What a morning! Today saw the first of this year’s Sats tests and to be honest, I wasn’t that worried. My pupils have made great progress with reading this year. Their enthusiasm and interest has grown and their understanding and ability to infer from a text has really developed. We have done the sample paper and not done too badly and done lots of other similar types of questions over the past few months.

My feeling of general optimism lasted for about 10 minutes after the test began. The texts looked all right, not too densely printed so that the pupils weren’t put off by huge amounts to read but then I began to look at the answer booklet.

How on earth can anyone seriously think that was a valid test of an entire cohort of Year 6 pupils? Many of the questions were pitched at a level well above the understanding of an average child and the language being tested was unrealistic. There seemed to be a lot less single mark questions that could be answered fairly straightforwardly too.

What really annoys me though is the damage that the government have done to my children’s feelings about reading. All year, I have encouraged them to read and introduced them to texts that they enjoy. I have worked hard to get them to view reading as something enjoyable that they are all good at.

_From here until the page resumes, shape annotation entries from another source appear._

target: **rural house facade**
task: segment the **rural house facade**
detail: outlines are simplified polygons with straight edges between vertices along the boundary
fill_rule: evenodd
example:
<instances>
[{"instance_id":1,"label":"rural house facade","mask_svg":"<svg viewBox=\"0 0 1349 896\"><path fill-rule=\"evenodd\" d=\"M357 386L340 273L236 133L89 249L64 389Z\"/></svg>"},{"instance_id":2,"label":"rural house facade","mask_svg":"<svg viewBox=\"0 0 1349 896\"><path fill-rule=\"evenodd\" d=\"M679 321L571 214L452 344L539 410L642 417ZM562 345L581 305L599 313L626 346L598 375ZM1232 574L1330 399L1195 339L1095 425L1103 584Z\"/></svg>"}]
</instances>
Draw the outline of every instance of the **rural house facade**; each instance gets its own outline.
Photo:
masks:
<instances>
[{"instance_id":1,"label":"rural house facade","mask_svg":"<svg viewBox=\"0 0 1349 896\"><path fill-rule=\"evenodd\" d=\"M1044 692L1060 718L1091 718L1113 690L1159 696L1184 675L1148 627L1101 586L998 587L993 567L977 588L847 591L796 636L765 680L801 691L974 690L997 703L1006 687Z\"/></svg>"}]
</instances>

That has been totally destroyed for many of my children this morning. Reading will now become something that they have failed at and the memory of their struggle and upset will overshadow the pleasure that they found earlier during this year.

Nicky Morgan and Nick Gibb should be ashamed of themselves for presiding over such an unsuitable test for assessing the reading ability of 10 and 11 year olds. There has to be a better way and it needs to be found before next May.